Angela sat up in bed, watching. The thing did not seem real at all. It was but a scene in a play; the black figure, dragged along the floor like a parcel, then jerked to its feet to have both arms pinioned behind its back; and in a brief moment, with scarce a sound. The light from the next room let her see the two men clearly: the tall one in pajamas, as he must have sprung out of bed at her call: the little one in black, with a mask of c.r.a.pe or some thin material over the upper part of his face. Now, in the silent struggle, the mask had become disarranged, to show a small, light, pointed moustache. She recognized it, and knew in an instant why she had been thought worth robbing. This was the creature who had tried to pick up her gold bag; he had seen her rings, and perhaps had spied the pearls.
"Take care!" she gasped a warning. "He may have a revolver!" As she spoke, she sank back on the pillows, feeling suddenly limp and powerless, as she lay drowned in the long waves of hair that flowed round her like moonlight.
"The little sneak won't get to draw it if he has," said the tall man, in a tone so quiet that Angela was struck with surprise. It seemed wonderful that one who had just fought as he had could have kept control of breath and head. His voice did not even sound excited, though here was trembling. "Don't be scared," he went on. "The mean galoot! A prairie-dog could tear him to pieces."
"I'm not frightened--now," she answered. "Oh, thank you for coming. You've saved my life. Can't I help? I might go to the telephone and call----"
"No. Do nothing of the sort," her neighbour commanded. "There must be no ructions in your room. I'm going to take this thing to my quarters. The story'll be, he was getting into my window when I waked up and nabbed him."
"Oh!" exclaimed Angela, roused to understanding and appreciation. "For me, that would be good--but for you----"

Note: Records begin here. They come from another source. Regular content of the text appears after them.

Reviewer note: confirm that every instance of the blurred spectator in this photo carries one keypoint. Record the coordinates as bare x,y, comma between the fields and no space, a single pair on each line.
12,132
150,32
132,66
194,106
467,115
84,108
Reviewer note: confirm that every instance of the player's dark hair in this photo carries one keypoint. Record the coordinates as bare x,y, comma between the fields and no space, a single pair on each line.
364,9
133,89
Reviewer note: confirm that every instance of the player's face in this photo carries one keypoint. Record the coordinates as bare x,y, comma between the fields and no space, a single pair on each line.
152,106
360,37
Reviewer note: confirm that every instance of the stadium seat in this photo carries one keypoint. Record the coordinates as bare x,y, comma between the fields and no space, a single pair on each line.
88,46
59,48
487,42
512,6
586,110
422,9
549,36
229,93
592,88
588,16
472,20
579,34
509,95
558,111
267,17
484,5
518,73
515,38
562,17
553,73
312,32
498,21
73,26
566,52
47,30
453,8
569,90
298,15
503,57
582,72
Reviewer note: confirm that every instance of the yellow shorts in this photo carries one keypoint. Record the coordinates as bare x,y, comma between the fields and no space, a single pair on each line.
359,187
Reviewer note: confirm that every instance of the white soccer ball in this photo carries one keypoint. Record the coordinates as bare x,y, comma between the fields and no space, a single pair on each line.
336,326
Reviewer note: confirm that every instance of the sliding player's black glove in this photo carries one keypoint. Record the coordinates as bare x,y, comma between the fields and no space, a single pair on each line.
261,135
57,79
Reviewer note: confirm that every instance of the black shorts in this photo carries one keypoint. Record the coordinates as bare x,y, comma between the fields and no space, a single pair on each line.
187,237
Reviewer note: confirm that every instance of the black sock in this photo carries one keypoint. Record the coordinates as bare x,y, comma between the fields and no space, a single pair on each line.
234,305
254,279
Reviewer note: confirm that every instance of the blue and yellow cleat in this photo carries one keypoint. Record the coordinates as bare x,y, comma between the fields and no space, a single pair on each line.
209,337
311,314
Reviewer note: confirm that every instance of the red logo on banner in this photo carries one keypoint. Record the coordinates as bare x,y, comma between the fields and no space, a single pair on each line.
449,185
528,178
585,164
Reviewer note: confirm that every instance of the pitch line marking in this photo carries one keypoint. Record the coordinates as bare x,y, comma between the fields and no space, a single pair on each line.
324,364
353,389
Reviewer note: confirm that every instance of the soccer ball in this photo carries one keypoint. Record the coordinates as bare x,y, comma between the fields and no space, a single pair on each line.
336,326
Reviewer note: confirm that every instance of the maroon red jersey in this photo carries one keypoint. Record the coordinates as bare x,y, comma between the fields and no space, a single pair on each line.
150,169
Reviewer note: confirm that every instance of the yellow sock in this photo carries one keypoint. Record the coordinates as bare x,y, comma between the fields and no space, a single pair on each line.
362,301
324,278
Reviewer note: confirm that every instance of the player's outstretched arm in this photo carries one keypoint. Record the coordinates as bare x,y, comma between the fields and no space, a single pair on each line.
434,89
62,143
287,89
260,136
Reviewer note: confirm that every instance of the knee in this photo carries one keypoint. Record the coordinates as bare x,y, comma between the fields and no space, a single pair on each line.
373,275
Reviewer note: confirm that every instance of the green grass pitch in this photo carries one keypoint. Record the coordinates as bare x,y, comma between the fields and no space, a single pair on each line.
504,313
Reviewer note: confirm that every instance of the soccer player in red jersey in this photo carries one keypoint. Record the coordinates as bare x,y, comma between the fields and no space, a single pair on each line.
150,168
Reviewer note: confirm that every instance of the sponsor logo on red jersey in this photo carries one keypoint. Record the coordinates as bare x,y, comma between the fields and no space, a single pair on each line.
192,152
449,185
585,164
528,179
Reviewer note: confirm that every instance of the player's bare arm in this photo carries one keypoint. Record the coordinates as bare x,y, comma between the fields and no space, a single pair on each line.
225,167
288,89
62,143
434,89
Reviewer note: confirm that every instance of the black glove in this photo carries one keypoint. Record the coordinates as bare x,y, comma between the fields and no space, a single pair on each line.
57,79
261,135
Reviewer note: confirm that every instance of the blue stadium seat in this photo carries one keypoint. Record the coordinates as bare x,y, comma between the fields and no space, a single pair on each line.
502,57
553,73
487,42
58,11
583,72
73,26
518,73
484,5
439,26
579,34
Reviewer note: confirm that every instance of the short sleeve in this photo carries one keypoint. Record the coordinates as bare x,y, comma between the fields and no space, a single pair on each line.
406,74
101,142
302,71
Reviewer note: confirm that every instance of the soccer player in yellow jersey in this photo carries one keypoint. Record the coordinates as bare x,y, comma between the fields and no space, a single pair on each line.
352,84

"For me, it's all right, too. And you don't come on in this act, lady."
"He'll tell," she said.
"I guess not. Not unless he's in a hurry to see what it's like down where he goes next. If he so much as peeps while I'm in reach, I'll shake him till his spine sticks out of his head like a telegraph-pole. Or if he waits till he thinks I can't get at him, I'll scatter him over the landscape with my gun, if I fire across a court-room. He sees I'm the kind of man to keep my word." These threats were uttered in the same quiet voice, and the speaker went on in a different tone, "I'll tell you what you _can_ do, lady, if you don't mind. I hate to trouble you; but maybe 'twould be best for me not to try it with one hand, and him in the other.
If you'd slip into my room and push up the window nearest this way a few inches higher, it would bear me out better when I say he came through there."